Weird but fucking beautiful–the ultimate Taylor combination. I have no clue why “Snow on the Beach” is so perfect. She designed this to sound frivolous at first, a bit lightweight, even fluffy…except somehow it soars like “Enchanted” and punches like “Clean.” Dr. Swift works so hard to sound like she’s not even trying, but then she slides into “blurring out my per-i-pher-y” and you realize the mastermind has snared you in another trap. It’s Quill Pen Taylor, Fountain Pen Taylor, Glitter Gel Pen Taylor, all crying in the bathroom together. So many Taylors in this song, no wonder there’s barely any room for Lana. (Maybe she sang the commas?) Every detail planned so fiendishly, right down to the heartbeat buried deep in the second verse. It poses as a flimsy cardigan of a song, easy to slip on and off, yet you can’t pry those harps from your cranium. I haven’t even heard it in the snow yet, and believe me, I’m dreading that emotional bloodbath. How did this even happen?

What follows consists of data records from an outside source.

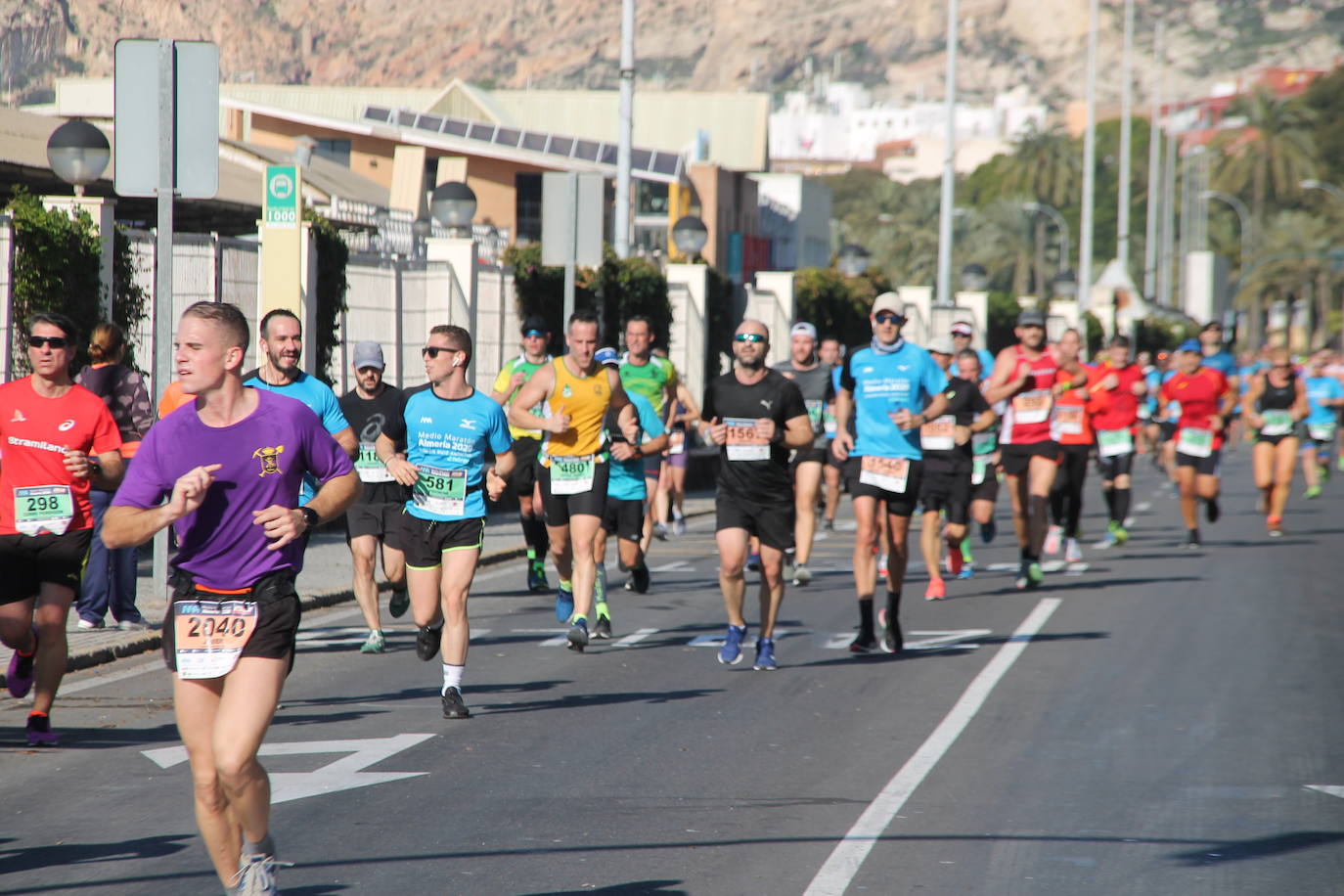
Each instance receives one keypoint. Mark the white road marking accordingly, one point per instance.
(847, 857)
(343, 774)
(1333, 790)
(635, 637)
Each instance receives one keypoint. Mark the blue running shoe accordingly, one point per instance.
(765, 655)
(730, 653)
(563, 604)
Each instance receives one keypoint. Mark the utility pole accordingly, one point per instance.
(949, 157)
(622, 151)
(1089, 162)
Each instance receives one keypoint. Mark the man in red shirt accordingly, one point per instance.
(1206, 400)
(58, 438)
(1114, 427)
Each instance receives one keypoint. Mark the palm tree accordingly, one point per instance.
(1273, 154)
(1048, 166)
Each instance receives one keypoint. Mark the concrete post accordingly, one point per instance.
(104, 220)
(689, 340)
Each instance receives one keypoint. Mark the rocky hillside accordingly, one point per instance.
(710, 45)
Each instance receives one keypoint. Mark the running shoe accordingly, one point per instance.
(765, 655)
(891, 640)
(376, 643)
(426, 641)
(863, 644)
(19, 677)
(39, 731)
(988, 531)
(578, 636)
(730, 653)
(639, 580)
(257, 876)
(1053, 538)
(603, 628)
(563, 604)
(536, 582)
(453, 705)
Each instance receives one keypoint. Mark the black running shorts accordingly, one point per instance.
(772, 522)
(425, 542)
(560, 508)
(1016, 458)
(624, 517)
(898, 503)
(28, 560)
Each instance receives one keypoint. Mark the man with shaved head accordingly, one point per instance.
(755, 417)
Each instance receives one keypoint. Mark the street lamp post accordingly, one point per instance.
(1050, 211)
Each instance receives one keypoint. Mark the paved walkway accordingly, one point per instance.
(324, 580)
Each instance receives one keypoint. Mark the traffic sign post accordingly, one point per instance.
(167, 136)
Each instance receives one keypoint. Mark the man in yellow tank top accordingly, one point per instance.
(574, 461)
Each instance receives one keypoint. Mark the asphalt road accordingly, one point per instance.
(1156, 726)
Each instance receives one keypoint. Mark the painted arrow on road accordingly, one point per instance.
(343, 774)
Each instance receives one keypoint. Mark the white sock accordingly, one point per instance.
(452, 677)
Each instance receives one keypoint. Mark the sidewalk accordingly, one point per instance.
(324, 582)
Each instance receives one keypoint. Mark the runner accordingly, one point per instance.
(832, 356)
(962, 336)
(1031, 379)
(1204, 398)
(1275, 405)
(813, 381)
(1073, 428)
(527, 448)
(60, 441)
(653, 378)
(890, 389)
(755, 416)
(1325, 396)
(446, 427)
(230, 468)
(626, 493)
(1114, 425)
(574, 460)
(281, 342)
(948, 465)
(376, 517)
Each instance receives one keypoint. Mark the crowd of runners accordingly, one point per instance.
(593, 443)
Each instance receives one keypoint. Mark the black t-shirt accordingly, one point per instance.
(757, 473)
(369, 418)
(965, 402)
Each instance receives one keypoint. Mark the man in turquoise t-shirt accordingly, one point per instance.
(626, 493)
(281, 342)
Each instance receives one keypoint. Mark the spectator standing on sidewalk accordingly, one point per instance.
(109, 582)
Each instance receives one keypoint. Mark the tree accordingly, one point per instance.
(1271, 155)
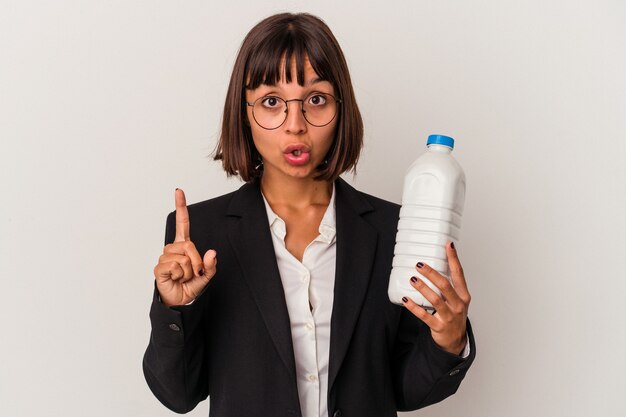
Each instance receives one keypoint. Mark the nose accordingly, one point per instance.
(295, 122)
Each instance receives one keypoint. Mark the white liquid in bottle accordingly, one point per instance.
(432, 208)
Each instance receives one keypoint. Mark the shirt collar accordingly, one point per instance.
(328, 225)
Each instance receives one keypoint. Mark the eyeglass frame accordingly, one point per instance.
(301, 100)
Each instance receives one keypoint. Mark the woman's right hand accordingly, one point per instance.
(181, 273)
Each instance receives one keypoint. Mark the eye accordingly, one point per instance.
(317, 99)
(270, 102)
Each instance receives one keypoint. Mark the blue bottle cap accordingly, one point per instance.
(440, 140)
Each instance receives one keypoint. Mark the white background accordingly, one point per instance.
(107, 106)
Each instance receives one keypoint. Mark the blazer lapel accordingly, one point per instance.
(251, 241)
(356, 249)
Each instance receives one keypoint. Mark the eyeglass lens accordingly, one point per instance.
(319, 109)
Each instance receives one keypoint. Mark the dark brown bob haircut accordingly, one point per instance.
(265, 54)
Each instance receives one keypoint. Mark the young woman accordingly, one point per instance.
(295, 319)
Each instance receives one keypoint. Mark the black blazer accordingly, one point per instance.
(234, 342)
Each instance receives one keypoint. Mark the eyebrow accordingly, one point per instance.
(315, 81)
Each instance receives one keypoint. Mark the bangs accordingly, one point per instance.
(273, 59)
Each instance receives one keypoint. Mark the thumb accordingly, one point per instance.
(210, 263)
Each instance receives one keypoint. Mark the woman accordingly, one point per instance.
(295, 320)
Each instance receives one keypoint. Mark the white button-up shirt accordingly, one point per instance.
(309, 288)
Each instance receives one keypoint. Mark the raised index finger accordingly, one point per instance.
(182, 216)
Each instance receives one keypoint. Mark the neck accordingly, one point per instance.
(296, 192)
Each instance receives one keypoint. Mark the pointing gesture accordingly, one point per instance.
(182, 216)
(181, 273)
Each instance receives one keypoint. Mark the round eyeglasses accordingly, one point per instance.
(318, 109)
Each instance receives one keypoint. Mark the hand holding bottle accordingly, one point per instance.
(181, 274)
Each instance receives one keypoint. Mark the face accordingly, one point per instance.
(296, 148)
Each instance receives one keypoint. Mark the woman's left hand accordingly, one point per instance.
(448, 324)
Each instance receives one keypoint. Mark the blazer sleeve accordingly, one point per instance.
(175, 362)
(424, 373)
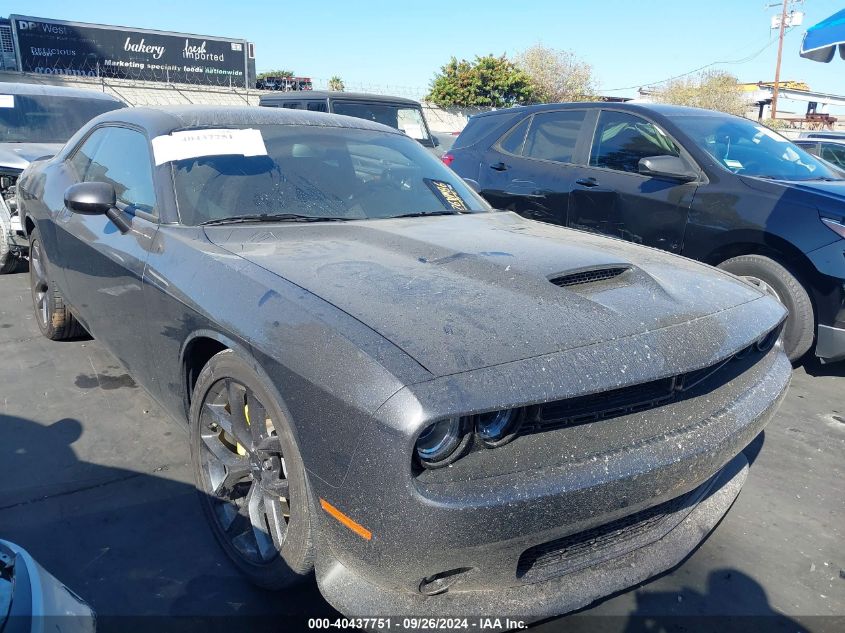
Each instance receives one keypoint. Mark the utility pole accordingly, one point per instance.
(777, 67)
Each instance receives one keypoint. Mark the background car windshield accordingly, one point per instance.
(408, 120)
(319, 172)
(749, 149)
(48, 119)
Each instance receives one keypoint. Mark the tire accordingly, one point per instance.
(772, 277)
(9, 261)
(51, 313)
(261, 515)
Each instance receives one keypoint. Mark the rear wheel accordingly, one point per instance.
(773, 278)
(52, 315)
(250, 477)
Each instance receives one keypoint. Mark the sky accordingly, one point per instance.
(403, 44)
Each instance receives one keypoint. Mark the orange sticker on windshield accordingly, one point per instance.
(447, 194)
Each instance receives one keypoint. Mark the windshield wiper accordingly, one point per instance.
(423, 214)
(270, 217)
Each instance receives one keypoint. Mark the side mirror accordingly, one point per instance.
(90, 198)
(96, 198)
(671, 167)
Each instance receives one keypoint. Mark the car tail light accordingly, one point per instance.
(833, 225)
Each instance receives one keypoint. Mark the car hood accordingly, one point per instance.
(469, 291)
(20, 155)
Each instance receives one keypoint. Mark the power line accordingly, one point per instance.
(700, 68)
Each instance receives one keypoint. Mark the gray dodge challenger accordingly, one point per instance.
(437, 407)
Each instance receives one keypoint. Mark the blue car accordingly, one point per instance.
(713, 187)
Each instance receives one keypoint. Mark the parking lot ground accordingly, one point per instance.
(95, 483)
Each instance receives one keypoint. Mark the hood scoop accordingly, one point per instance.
(588, 276)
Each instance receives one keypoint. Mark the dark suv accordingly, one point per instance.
(35, 121)
(711, 186)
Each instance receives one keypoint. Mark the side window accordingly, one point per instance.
(513, 141)
(622, 139)
(81, 160)
(122, 158)
(834, 154)
(553, 135)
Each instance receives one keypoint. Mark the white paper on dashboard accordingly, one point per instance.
(414, 130)
(208, 142)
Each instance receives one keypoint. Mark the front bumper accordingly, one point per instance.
(354, 596)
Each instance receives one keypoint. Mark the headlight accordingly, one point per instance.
(438, 444)
(498, 427)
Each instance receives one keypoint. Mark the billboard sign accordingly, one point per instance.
(93, 50)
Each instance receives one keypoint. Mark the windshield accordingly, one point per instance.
(45, 118)
(321, 172)
(406, 119)
(749, 149)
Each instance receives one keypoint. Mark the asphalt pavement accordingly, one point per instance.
(95, 483)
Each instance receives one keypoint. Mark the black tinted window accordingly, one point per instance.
(480, 126)
(514, 140)
(622, 139)
(122, 158)
(553, 135)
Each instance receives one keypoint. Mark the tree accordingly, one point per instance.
(275, 73)
(486, 81)
(557, 75)
(713, 90)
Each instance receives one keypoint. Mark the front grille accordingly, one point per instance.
(626, 400)
(610, 540)
(588, 276)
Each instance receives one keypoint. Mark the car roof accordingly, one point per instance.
(663, 109)
(54, 91)
(166, 119)
(304, 95)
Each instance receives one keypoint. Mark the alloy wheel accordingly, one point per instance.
(244, 471)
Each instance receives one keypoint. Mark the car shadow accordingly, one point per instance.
(134, 545)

I agonized over picking “Snow” vs. “The Great War,” then realized my agony meant this song already won, in a chain reaction of countermoves. But it also sounds like nothing she’s ever done, because Taylor keeps devising new creative challenges for herself, while the world scrambles to catch up with where she was five years ago. So ahead of the sphere. So ahead of the weird. And so fucking beautiful, right up to those beatific final seconds. It’s coming down, it’s coming down, it’s coming down.